Battle ropes can be a fantastic workout challenging explosive power and strength. The possible movements are only limited by the trainers imagination. Interval sessions of even 30 seconds can seem like an eternity with ropes and you'll immediately know why they can be so helpful on your way to athletic performance. The EP4Kids athletes got busy with ropes this week and showed us exactly what we expected.
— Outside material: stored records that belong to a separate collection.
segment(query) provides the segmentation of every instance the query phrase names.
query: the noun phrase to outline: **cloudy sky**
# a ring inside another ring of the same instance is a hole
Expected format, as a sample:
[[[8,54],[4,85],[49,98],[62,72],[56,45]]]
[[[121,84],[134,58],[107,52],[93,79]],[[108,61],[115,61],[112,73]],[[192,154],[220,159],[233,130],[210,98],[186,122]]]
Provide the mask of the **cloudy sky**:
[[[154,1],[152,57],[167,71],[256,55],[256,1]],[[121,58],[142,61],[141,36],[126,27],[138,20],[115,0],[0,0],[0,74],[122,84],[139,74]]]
We didn't need to teach basic movements like the hip hinge to the kids, they just do it because it is the most efficient way to pick up a rope and slam it on the ground.
The hip hinge
The hip hinge is a simple movement seen in lifts like the deadlift and kettle bell swing. During a hip hinge the hips are loaded and mobile while the spine is stabile. This stability in the spine allows force transfer from the lower body and hips to the upper body. This is the most efficient and injury resistant way to simply pick something up. In order to achieve a proper hip hinge however you must have proper mobility in the hips to create the proper stability in the spine. Without one you will not have the other. If the hips are not mobile you will get the mobility from the spine and instantly compromise your position and strength. We all know how mobile kids are so step one is already taken care of but can they maintain a stable spine while under load and stress? Turns out many of them don't need any coaching at all. When asked to pick up the rope, lift it high, and slam it on the ground so it makes a wave, they did just that, and demonstrated innate and impressive movement skill in the process. Check out one of our youngest athletes destroying this exercise...
And how could we have a 50 foot rope without playing a little tug-of-war. Everyone versus coach Joey was fun, and according to Chase, I'm very lucky his dad wasn't there because "he lifts ALL the weights!"